A cryptocurrency is not controlled by any central authority, and this makes it an attractive alternative for those seeking a safe haven for their money to flourish. Blocks are created every 10 minutes, and each block comes with a hash code that contains the previous blocks’ third-party confirmation of transactions. The main purpose of a blockchain is to make transactions and information irrefutable, as well as commercially secure. This gives cryptocurrencies an edge over other forms of government-backed digital currencies.
Was that decline related to the turmoil in the regular economy?
Cryptocurrencies have become increasingly popular over the past decade. Countries have begun to legalize digital currencies for use as an alternative form of payment, such as in Japan and Singapore, which will likely bolster global bitcoin adoption. The legalization of virtual currencies makes it possible for people to store their wealth in an asset that cannot be controlled by governments or banks, like fiat currency.
The rise of cryptocurrency is also likely a response to the economic uncertainty that evolved after the 2008 Great Recession. Fewer people have faith in paper money which has resulted in a spike in demand for digital currencies. Bitcoin was introduced as the first decentralized currency that allowed users to make instant anonymous transactions. Bitcoin has experienced four major corrections since its creation, with the most recent one being one of the worst.

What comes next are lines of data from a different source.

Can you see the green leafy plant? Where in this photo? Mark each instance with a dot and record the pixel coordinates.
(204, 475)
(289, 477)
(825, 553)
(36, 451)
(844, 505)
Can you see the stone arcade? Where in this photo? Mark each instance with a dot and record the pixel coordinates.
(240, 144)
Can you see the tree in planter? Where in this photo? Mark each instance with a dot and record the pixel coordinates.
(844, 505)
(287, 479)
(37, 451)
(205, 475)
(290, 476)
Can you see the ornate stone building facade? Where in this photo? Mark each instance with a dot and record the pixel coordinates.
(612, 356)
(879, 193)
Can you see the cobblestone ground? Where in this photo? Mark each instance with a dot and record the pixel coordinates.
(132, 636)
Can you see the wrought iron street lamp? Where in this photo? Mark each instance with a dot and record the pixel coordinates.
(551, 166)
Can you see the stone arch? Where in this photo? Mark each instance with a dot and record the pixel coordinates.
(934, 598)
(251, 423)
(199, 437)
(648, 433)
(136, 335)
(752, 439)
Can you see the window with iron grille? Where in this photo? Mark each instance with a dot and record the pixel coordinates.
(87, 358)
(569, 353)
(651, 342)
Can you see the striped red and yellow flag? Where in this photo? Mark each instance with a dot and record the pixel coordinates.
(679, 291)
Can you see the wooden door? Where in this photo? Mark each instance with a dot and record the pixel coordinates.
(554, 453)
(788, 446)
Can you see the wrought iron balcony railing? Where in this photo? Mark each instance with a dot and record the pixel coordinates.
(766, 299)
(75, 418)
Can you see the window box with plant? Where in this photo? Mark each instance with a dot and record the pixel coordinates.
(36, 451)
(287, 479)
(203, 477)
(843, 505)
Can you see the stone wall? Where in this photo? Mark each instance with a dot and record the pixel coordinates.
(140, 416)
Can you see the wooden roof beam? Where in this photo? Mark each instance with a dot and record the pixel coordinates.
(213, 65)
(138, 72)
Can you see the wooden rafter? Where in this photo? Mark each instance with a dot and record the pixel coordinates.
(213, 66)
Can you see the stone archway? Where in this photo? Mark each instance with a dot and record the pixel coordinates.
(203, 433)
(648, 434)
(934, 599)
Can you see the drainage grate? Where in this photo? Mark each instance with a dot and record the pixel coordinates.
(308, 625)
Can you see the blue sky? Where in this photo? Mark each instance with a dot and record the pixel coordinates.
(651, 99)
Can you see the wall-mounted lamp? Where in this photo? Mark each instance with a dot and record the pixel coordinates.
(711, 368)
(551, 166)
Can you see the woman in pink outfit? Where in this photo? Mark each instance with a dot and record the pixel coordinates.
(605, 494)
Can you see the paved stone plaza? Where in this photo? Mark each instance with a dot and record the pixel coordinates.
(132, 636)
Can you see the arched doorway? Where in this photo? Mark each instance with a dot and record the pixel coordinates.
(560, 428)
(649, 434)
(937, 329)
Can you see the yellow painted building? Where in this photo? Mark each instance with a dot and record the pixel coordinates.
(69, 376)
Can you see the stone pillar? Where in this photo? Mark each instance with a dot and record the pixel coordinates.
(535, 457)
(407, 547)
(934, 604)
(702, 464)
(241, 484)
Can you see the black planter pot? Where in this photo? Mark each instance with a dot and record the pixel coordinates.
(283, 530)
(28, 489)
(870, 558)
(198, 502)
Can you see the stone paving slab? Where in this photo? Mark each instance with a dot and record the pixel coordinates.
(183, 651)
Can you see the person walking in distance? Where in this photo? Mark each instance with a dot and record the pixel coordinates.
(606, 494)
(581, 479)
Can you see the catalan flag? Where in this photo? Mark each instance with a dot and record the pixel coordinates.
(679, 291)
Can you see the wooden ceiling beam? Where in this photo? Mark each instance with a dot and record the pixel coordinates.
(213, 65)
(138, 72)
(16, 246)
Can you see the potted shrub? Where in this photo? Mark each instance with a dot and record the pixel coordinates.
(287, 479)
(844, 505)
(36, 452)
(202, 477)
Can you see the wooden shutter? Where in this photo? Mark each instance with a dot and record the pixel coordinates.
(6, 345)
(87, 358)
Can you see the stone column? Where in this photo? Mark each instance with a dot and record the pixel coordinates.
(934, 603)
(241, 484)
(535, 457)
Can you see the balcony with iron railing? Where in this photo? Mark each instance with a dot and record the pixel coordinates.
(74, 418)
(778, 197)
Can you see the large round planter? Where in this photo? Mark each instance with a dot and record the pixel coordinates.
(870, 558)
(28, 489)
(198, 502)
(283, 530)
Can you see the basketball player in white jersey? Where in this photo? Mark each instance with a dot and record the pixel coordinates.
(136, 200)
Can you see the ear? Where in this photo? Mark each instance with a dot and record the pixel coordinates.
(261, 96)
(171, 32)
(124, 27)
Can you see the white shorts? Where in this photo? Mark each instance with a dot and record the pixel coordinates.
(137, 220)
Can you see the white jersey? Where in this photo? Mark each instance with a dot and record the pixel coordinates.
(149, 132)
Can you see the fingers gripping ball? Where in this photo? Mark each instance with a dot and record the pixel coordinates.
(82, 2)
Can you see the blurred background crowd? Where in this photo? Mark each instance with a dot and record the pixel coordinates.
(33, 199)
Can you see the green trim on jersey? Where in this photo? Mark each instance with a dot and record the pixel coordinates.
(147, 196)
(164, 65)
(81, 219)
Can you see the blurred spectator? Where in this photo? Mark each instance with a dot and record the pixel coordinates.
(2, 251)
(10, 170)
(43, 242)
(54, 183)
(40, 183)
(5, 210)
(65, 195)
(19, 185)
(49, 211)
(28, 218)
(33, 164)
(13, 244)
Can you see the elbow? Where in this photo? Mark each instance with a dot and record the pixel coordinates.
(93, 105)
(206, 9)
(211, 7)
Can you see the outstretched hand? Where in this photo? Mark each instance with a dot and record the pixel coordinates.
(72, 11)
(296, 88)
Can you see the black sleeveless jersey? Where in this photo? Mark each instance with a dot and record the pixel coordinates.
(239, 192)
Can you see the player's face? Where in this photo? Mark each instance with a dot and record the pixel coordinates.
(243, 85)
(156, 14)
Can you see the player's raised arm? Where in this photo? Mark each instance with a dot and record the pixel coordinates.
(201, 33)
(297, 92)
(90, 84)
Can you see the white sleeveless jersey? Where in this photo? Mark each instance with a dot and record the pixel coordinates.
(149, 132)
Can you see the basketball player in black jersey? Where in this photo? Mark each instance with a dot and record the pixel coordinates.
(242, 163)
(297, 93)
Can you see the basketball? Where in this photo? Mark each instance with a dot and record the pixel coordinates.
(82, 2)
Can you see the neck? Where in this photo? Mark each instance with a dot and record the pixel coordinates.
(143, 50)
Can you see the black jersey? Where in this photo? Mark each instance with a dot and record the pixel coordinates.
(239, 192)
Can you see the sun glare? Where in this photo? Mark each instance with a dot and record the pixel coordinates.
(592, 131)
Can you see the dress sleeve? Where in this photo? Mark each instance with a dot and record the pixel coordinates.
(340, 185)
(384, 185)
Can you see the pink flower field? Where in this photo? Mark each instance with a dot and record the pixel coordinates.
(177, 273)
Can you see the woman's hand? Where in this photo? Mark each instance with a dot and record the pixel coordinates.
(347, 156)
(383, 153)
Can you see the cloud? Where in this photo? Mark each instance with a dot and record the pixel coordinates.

What happened to terra to make it crumble?
Terra was a project to make a “stablecoin” on the Ethereum blockchain, which would play to similar potential standards as bitcoin and other cryptocurrencies, being able to be exchanged with central banks and social accounts such as PayPal. However, the project failed to deliver and was accused of having a fraudulent token sale. However, rumors have suggested that the project is under a US probe for possible fraud, which should cause concern for those who are placing their faith in a new coin.
Terra’s failure to deliver is all the more worrying given that in 2017 alone, it raised nearly $600 million through an ICO (Initial Coin Offering) though some claim that its fundraising efforts were significantly exaggerated as part of an elaborate scam. Indeed, the project was launched in such haste that many technical experts believed it wouldn’t be guaranteed to take off from the offset.

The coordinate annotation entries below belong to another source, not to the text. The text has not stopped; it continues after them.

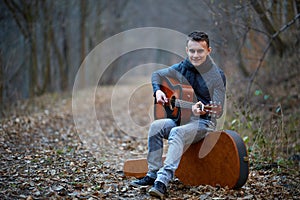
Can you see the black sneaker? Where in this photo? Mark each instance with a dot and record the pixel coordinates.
(147, 180)
(158, 190)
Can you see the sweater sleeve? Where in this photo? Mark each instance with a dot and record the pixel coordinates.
(166, 72)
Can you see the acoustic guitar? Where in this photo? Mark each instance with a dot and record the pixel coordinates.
(181, 98)
(220, 159)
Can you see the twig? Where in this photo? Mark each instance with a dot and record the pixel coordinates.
(283, 28)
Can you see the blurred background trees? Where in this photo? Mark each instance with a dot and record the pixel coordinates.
(44, 42)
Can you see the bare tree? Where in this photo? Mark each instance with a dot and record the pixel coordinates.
(25, 14)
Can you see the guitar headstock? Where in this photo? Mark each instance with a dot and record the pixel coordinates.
(214, 109)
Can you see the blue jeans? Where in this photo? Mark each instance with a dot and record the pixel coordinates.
(179, 139)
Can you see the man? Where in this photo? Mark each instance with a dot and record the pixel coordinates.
(208, 82)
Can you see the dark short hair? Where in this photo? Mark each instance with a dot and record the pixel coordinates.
(198, 36)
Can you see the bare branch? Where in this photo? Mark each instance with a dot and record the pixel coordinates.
(283, 28)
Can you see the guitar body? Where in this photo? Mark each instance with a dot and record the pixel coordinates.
(220, 159)
(174, 90)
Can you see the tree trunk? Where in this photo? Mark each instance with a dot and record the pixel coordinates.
(277, 43)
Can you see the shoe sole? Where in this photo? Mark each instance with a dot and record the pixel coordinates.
(139, 186)
(156, 193)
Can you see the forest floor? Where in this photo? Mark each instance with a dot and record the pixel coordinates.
(44, 156)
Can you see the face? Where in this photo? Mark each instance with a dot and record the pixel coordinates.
(197, 52)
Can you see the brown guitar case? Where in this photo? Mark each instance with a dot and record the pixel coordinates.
(220, 159)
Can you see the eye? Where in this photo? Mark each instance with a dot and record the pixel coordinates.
(191, 50)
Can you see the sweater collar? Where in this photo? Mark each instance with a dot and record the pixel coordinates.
(203, 68)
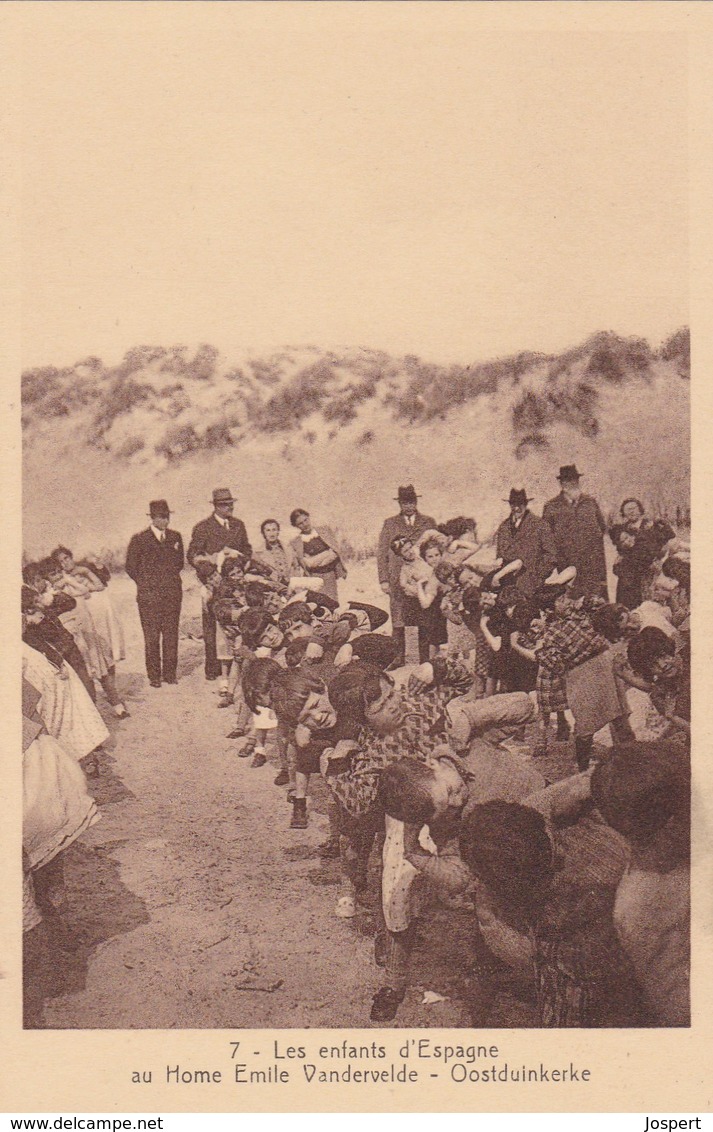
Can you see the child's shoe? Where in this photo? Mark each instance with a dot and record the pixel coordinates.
(299, 814)
(329, 849)
(345, 907)
(386, 1003)
(563, 731)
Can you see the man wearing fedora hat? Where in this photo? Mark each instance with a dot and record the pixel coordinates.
(154, 562)
(526, 537)
(220, 532)
(409, 523)
(578, 528)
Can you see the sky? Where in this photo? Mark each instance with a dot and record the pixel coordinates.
(457, 181)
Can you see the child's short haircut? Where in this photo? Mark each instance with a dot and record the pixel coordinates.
(632, 499)
(256, 593)
(32, 574)
(506, 846)
(294, 652)
(258, 677)
(252, 624)
(28, 599)
(523, 615)
(49, 567)
(234, 562)
(352, 689)
(297, 611)
(205, 571)
(430, 545)
(678, 569)
(607, 622)
(641, 787)
(456, 528)
(406, 791)
(59, 551)
(291, 692)
(444, 571)
(400, 542)
(646, 648)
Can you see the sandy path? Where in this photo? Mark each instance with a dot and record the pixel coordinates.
(192, 886)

Who are the winners and losers?
Those who have been involved in the cryptocurrency market since the early days of bitcoin understand what a bear trap is. These dips signify a period of volatility after which investors can expect the prices to rise again. However, this time around, this might be different. Experts predict that this could be one of several dips that bitcoin and other cryptocurrencies will face before their value stabilizes once again. The current crypto market is in the midst of a bear cycle, and many believe that the crypto bear will reach its peak during 2018. Many coin prices have been falling since January, with bitcoin trading below $8,000 USD.
Final thoughts:
It is also worth noting that bitcoin has experienced four major corrections and has recovered after each one. This is a sign of optimism, and experts are predicting that the price of bitcoin will rebound before the crypto market collapses once again. It is important to remember that these dips in which cryptocurrencies have fallen have often been seen as an opportunity to invest. During such difficult times, the real value of a crypto asset is tested, and this gives an investor the opportunity to profit.